Getting a DUI charge is a very serious thing. There is mandatory jail time, there is a mandatory fine, and there is a mandatory driver’s license suspension. But for a DUI charge to stick, none of your Constitutional rights can be violated. One of these rights is the right to be free from arrest (restriction of movement) unless an officer has a reasonable suspicion that a crime has occurred. For your average DUI defense attorney, this an issue that is litigated every day.
We all know people that have gotten DUIs or been pulled over and investigated for DUI for stupid things. A broken tail light. Not using a turn signal. Expired tabs. Following too closely. But does weaving within or even slightly out of your lane of travel count? Read on to find out.
In Washington State the court was faced with just this circumstance. A guy was driving on the highway in Seattle and took an exit off the freeway.

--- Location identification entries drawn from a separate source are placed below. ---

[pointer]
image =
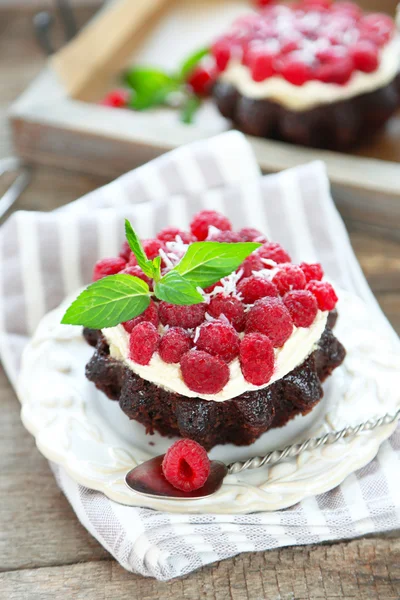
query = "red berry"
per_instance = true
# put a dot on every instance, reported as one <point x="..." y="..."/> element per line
<point x="169" y="234"/>
<point x="143" y="342"/>
<point x="257" y="358"/>
<point x="219" y="339"/>
<point x="116" y="99"/>
<point x="250" y="264"/>
<point x="174" y="343"/>
<point x="289" y="277"/>
<point x="201" y="80"/>
<point x="270" y="317"/>
<point x="187" y="317"/>
<point x="273" y="251"/>
<point x="150" y="315"/>
<point x="229" y="306"/>
<point x="302" y="307"/>
<point x="365" y="56"/>
<point x="152" y="248"/>
<point x="324" y="294"/>
<point x="125" y="251"/>
<point x="253" y="288"/>
<point x="312" y="271"/>
<point x="108" y="266"/>
<point x="186" y="465"/>
<point x="204" y="219"/>
<point x="248" y="234"/>
<point x="203" y="373"/>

As he took the exit, he crossed the eight inch white line dividing the exit land from lane next to it by approximately two tire widths for about one second. He was pulled over and then arrested for DUI.

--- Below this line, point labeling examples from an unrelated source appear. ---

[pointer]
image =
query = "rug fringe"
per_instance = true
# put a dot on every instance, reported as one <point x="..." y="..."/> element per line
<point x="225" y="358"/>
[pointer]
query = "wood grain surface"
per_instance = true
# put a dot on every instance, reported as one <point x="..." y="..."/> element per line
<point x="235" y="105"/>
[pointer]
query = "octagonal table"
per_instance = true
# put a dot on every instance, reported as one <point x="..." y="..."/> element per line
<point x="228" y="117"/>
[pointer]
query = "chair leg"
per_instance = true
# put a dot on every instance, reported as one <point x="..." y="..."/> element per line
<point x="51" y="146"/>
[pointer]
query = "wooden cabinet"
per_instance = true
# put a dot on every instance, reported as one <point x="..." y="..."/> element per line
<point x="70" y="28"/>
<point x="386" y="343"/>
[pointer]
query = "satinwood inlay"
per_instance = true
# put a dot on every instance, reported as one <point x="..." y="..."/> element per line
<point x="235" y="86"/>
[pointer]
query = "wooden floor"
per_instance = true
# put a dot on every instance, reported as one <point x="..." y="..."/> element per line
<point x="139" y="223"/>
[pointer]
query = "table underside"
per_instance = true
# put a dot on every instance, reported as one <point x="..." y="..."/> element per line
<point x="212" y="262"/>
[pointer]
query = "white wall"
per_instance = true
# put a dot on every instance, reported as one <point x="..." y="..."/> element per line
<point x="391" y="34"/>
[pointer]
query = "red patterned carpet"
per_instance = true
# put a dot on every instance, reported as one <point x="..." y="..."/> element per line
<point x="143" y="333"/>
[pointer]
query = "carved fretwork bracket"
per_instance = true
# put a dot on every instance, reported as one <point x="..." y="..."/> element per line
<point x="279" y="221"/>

The court in that case found that pulling the guy over for barely crossing over the white line was not enough. The reason is this, the rules don’t say that you have to be in your lane at all times, but within your lane as nearly as practicable. This indicates that some movement outside of the lane may occur from time to time.

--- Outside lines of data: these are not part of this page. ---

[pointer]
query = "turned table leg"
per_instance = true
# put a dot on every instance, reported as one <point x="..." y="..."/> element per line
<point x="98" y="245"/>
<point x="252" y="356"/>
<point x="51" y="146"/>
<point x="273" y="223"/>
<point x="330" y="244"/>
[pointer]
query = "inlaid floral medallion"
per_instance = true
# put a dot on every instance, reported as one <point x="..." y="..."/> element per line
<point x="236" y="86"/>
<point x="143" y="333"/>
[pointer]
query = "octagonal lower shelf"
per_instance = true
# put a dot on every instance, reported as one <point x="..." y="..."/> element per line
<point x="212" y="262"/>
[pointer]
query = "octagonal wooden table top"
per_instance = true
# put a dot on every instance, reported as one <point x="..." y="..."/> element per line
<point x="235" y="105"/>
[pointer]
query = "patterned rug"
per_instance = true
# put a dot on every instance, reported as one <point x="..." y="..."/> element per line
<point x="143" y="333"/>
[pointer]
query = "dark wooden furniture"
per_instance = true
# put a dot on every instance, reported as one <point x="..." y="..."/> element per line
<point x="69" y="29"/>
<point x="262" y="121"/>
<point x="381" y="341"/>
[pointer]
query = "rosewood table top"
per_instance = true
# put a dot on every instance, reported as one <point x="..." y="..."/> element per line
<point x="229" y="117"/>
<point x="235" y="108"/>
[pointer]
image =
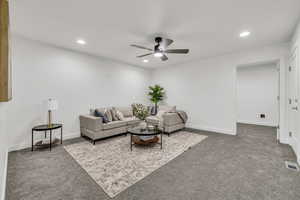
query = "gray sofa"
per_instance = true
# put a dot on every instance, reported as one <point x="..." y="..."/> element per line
<point x="93" y="127"/>
<point x="171" y="120"/>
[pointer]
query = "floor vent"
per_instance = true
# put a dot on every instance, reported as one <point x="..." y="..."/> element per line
<point x="292" y="166"/>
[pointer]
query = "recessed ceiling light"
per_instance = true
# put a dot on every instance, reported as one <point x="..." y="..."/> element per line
<point x="81" y="41"/>
<point x="158" y="54"/>
<point x="244" y="34"/>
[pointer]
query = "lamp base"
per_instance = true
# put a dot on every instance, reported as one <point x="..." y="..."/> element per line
<point x="49" y="119"/>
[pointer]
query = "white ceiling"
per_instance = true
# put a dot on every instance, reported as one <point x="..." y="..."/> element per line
<point x="206" y="27"/>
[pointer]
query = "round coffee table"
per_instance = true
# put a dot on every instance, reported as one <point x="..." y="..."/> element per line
<point x="145" y="132"/>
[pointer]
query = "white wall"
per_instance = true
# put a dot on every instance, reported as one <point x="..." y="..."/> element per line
<point x="295" y="45"/>
<point x="206" y="89"/>
<point x="257" y="91"/>
<point x="3" y="150"/>
<point x="78" y="81"/>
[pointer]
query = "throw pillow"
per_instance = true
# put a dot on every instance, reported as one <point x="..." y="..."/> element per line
<point x="107" y="113"/>
<point x="114" y="114"/>
<point x="167" y="108"/>
<point x="100" y="114"/>
<point x="120" y="115"/>
<point x="160" y="113"/>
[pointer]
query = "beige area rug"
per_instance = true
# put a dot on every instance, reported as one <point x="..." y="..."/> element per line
<point x="115" y="168"/>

In order for the cops to lawfully pull you over in Seattle there needs to be more than just a minor incursion over the lane line. There needs to be the actual commission of a traffic infraction or the reasonable believe that someone isDUI (and minor incursions aren’t enough since the Legislature contemplates everyone doing it at one time or another).
In the end the court decided to dismiss the charges, finding the guy was stopped illegally.
The moral of this story is that theoretically you cannot get a Seattle DUI for minor weaving in your lane. That doesn’t mean a cop won’t pull you over for it and make your DUI attorney fight it out with the prosecutor. But it does mean that in the eyes of the law, weaving within your lane and occasionally just outside it is not enough for a traffic stop.